If latent heat is given off, then the body in liquid state will transform to solid state and the body in vapour state will transform to liquid state.

This means the internal energy of the matter decreases when latent heat is given off.

b Which principle is used to measure the specific heat capacity of a substance?

ANSWER:

Principle of heat exchange is used in the calorimetry method to determine the specific heat capacity of a substance.
c. Explain the role of latent heat in the change of state of a substance?

ANSWER:

According to the kinetic model, the total energy of a molecule is the sum of kinetic energy due to its motion (which depends on temperature) and its potential energy (which depends on the force of attraction between the molecules and the separation between them.
During the phase change of a substance, its temperature does not increase and hence its kinetic energy.
But the potential energy increases or decreases depending on the type of phase transformation (for example, while melting of ice, the separation between the molecules of ice increases and hence its potential energy). 
Thus, some energy is required in increases or decreasing the separation between the molecules.
Thus, the heat supplied during phase transformation is used up in increasing or decreasing the potential energy and this heat energy is known as latent heat.
d. On what basis and how will you determine whether air is saturated with vapour or not?

ANSWER:

On the basis of amount of water vapour present in the air, it can be either saturated or unsaturated.
If the amount of water vapours exceeds the amount that the air can contain, then it is called saturated.
If the amount of water vapour is less than the limit of the amount that air can contain then it is called unsaturated.
We can determine whether the air is saturated with vapour or not in terms of relative humidity.
If the relative humidity is 100%, the air will be saturated otherwise not.

Question 8:

Read the following paragraph and answer the questions.

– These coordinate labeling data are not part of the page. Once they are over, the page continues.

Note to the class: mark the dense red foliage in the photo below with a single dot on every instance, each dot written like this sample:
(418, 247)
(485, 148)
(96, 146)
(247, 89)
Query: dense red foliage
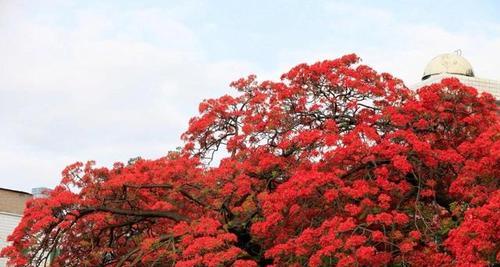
(334, 164)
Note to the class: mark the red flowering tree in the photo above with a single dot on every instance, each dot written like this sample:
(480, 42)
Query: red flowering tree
(334, 164)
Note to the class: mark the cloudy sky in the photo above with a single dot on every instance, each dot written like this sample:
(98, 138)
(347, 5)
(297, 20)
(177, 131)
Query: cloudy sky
(112, 80)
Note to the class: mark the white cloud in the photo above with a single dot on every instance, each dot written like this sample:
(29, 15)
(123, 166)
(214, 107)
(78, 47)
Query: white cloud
(111, 87)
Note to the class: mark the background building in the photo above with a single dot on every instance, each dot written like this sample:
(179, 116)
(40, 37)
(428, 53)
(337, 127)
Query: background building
(454, 65)
(11, 209)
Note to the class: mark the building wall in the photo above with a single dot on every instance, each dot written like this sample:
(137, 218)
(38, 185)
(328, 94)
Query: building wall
(8, 223)
(13, 201)
(12, 204)
(482, 85)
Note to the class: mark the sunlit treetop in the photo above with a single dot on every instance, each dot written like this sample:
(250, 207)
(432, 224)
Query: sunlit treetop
(333, 164)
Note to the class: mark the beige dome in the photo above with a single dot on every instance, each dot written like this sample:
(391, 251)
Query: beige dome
(452, 63)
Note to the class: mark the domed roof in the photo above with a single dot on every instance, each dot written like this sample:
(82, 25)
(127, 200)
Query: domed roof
(452, 63)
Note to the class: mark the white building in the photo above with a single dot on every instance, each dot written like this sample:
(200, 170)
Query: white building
(454, 65)
(11, 209)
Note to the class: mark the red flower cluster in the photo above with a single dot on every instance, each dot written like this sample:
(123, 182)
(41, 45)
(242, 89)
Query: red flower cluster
(335, 164)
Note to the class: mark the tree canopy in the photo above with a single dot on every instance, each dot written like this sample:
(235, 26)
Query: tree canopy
(333, 164)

If heat is exchanged between a hot and cold object, the temperature of the cold object goes on increasing due to gain of energy and the temperature of the hot object goes on decreasing due to loss of energy.
The change in temperature continues till the temperatures of both the objects attain the same value. In this process, the cold object gains heat energy and the hot object loses heat energy.
If the system of both the objects is isolated from the environment by keeping it inside a heat resistant box (meaning that the energy exchange takes place between the two objects only), then no energy can flow from inside the box or come into the box.
i. Heat is transferred from where to where?
ii. Which principle do we learn about from this process?iii. How will you state the principle briefly?
iv. Which property of the substance is measured using this principle?

ANSWER:

(i) Heat is transferred from the object at higher temperature to the object at lower temperature.
(ii) We learn the principle of heat exchange from this process.
(iii) Principle of heat exchange states that the heat energy lost by hot object is always equal to heat gained by cold object provided that the system of both the objects is isolated.
(iv) Specific heat of an object can be measured using this principle.

Question 9:

Solve the following problems:

a. Equal heat is given to two objects A and B of mass 1 g. Temperature of A increases by 3°C and B by 5°C. Which object has more specific heat? And by what factor?

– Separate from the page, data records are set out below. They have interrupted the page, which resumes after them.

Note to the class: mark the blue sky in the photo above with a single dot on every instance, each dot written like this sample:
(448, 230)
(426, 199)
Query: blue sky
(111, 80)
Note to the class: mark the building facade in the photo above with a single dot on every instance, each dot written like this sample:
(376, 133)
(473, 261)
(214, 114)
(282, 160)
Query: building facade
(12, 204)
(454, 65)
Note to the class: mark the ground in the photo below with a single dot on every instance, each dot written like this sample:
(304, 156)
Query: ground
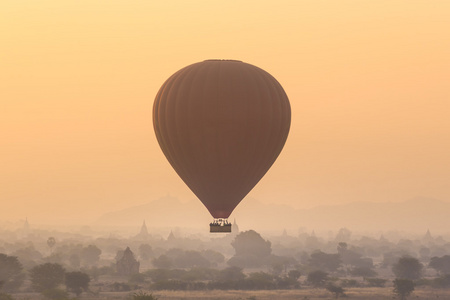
(302, 294)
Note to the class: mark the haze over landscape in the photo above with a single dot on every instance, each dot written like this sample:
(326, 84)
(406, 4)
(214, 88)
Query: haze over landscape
(367, 82)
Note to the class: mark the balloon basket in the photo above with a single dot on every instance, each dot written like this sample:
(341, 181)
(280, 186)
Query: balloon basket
(220, 225)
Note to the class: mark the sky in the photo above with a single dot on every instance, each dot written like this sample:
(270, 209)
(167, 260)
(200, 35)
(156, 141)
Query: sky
(368, 82)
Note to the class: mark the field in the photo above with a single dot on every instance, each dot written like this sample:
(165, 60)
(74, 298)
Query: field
(302, 294)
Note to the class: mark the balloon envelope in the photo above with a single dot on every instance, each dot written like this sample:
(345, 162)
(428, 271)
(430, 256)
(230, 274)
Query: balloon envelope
(221, 124)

b. Liquid ammonia is used in ice factory for making ice from water. If water at 20°C is to be converted into 2 kg of ice at 0°C, how many grams of ammonia are to be evaporated? (Given: The latent heat of vaporization of ammonia= 341 cal/g)

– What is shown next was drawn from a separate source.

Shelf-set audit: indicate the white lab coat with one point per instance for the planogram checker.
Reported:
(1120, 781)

c. A thermally insulated pot has 150 g ice at temperature 0°C. How much steam of 100°C has to be mixed to it, so that water of temperature 50°C will be obtained? (Given : latent heat of melting of ice = 80 cal/g, latent heat of vaporization of water = 540 cal/g, specific heat of water = 1 cal/g °C)

d. A calorimeter has mass 100 g and specific heat 0.1 kcal/ kg °C. It contains 250 gm of liquid at 30°C having specific heat of 0.4 kcal/kg °C. If we drop a piece of ice of mass 10 g at 0°C, What will be the temperature of the mixture?